その為にはまず、女性と話せるようにならなければならない。このまま待っていてもきっと何も起こらない。60年後、1人で6畳一間の万年床に横たわり、めぞん一刻を読み耽る自分を想像すると、震えが止まらない。恐ろしい。いけない、幸せになりたい。

一念発起した僕は、出会い系サイトに登録することにした。それで彼女が出来るかはわからないが、そこで知り合った女性と話す練習をして、徐々に苦手意識を克服しようという作戦である。何事も慣れが肝心である。

しばらくは勝手がわからなくて困ったりもしたが、(顔が写った全裸の写メを送れと要求され、そういうものかと危なく送りそうになったりした)やがてそれとは別の1人の女性とメールが続くようになり、お互いの写真も交換し、電話で話しましょうということになった。写真の女性はとても綺麗だった。恐る恐る電話番号を押し、繋がった電話口から聞こえてくる声はとても可憐で、「なんだか好きだな、これは運命の相手かもしれない」と思ったりした。
作戦は、この人と付き合って結婚しよう作戦に変わった。そのまま1時間ほどお話をして、それだけでも当時の自分からしたらとんでもない奇跡なのに良かったらお会いしましょうということになった。

約束の日まで1週間、もう気が気ではない毎日を過ごし、漫才のネタ合わせにもまったく身が入らない日々だった。何をどうしたらうまく行くのだろう。僕は、「女性を楽しませる100の会話」的な本を買い込み、熱心に研究を重ね、何度もシュミレーションをし、さらにはその1週間毎日筋トレをして走って体を整え、出来る限りの準備をしてその日に備えた。

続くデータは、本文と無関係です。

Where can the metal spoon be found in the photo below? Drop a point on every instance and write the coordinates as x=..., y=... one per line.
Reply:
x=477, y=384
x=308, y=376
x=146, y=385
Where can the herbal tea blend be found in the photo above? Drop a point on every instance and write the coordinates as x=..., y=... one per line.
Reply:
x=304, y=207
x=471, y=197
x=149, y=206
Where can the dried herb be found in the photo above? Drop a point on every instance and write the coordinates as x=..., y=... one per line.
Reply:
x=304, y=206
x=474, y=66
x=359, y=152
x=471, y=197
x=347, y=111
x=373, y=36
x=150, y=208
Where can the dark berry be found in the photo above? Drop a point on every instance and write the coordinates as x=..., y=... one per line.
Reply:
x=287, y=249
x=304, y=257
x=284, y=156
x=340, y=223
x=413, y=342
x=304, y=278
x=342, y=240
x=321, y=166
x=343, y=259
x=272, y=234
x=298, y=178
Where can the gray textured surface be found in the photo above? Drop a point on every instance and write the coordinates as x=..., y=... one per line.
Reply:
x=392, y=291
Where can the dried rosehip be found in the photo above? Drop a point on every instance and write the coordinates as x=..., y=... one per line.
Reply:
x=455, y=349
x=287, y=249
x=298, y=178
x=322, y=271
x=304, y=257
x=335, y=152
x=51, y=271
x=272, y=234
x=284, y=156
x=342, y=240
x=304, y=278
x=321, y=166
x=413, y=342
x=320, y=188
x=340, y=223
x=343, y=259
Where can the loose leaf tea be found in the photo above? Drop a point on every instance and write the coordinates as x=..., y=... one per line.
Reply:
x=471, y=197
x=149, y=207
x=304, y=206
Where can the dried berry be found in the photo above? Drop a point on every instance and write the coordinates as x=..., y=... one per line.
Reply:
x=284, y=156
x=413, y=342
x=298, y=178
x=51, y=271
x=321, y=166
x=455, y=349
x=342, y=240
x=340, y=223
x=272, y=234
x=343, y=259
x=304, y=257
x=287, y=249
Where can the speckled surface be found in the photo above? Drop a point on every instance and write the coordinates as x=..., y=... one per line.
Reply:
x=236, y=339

当日の夜、早めに待ち合わせ場所について、意味もなくそわそわうろうろしていた。街はこれから迎えるクリスマスシーズンの準備に入ったような感じで、なんだか浮き足だっていた。「はじめまして。」そう声をかけてくれた、目の前に現れたその人は、信じられないくらい綺麗な人だった。この人が、僕の響子さんなのかもしれない。「この日のために生きてきたんだ!」とまで思いいたり、なんだか今までのことがすべて報われるような気がした。ただ一つ気になったことは、その日は1日、快晴だったのに、その女性は透明なピンクのビニール傘を持っていた。